Summary — H.3027 (Biele): Abatement for guardians of surviving children of emergency first responders

Bill at a glance

  • Title: An Act relating to guardians of surviving children of emergency first responders
  • Bill number: H 3027 (House) — replaces HD 4046
  • Sponsor: Rep. David Biele (4th Suffolk)
  • Introduced / Prefiled: Prefiled 12/05/2024; Introduced 01/14/2025
  • Current status: Referred to Committee on Judiciary (also noted as referred to Revenue 02/27/2025); hearing(s) scheduled for 09/16/2025
  • Classification: House bill

Purpose / intent

To authorize cities, towns, and other political subdivisions in Massachusetts to abate (reduce or cancel) real estate taxes on property owned and occupied by the surviving spouse or by a guardian of a child whose parent — an emergency first responder or corrections officer — was killed in the line of duty, when that property is the child’s domicile.

Key provisions

  • Creates an exception to M.G.L. chapter 59, section 5 (and any contrary general/special law) permitting municipal real estate tax abatements in the specific circumstances described.
  • Eligible property: property "owned and occupied by the surviving spouse or guardian of a child" whose parent was an emergency first responder or corrections officer killed in the line of duty, provided the property is occupied by the child as his or her domicile.
  • Authority is permissive: a city, town, or political subdivision "may grant" the abatement — the bill does not mandate municipalities to do so.
  • The bill text does not specify the amount or duration of an abatement, or detailed eligibility/administration procedures; those would be determined locally or by subsequent implementing rules.

Who would be affected

  • Primary beneficiaries: surviving spouses or legal guardians of children whose parent (an emergency first responder or corrections officer) died in the line of duty, provided the child resides at the property as their domicile.
  • Municipalities: cities, towns, and other political subdivisions may choose to offer abatements and would bear revenue and administrative implications if they do so.
  • Taxing authorities and assessors: would need to process applications and implement any local abatement policy adopted.

Fiscal and administrative implications

  • No dollar amounts or formula are specified in the bill. Fiscal impact depends on whether and how many municipalities adopt abatements and the number/size of eligible properties.
  • Potential reduction in local property tax revenues for municipalities that adopt abatements; administrative workload for evaluating eligibility and granting abatements.
  • Because authority is permissive, statewide fiscal impact is limited and driven by local decisions.

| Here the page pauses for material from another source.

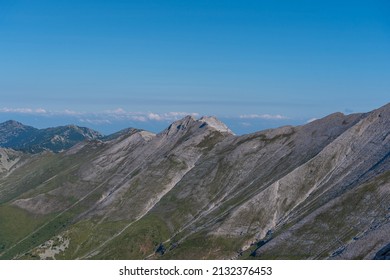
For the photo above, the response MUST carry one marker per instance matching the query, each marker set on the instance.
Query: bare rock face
(317, 191)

Procedural / timeline notes

  • Prefiled: 12/05/2024
  • Introduced and read first time: 01/14/2025; referred to Committee on Judiciary (entries indicate subsequent referral to Revenue on 02/27/2025 and that the Senate concurred 02/27/2025)
  • Hearings: initially scheduled 09/16/2025 (10:30 AM–01:00 PM), later updated/rescheduled for 09/16/2025 (10:30 AM–12:30 PM) with virtual option noted.
  • Related bill: HD 4046 is listed as replaced.

Note: The file includes unrelated draft text from a South Carolina bill concerning Long-Term Care Ombudsman reporting exemptions; that content is not part of Massachusetts H.3027 and appears to be extraneous.

Compiled from official sources — confirm details with the bill’s official record.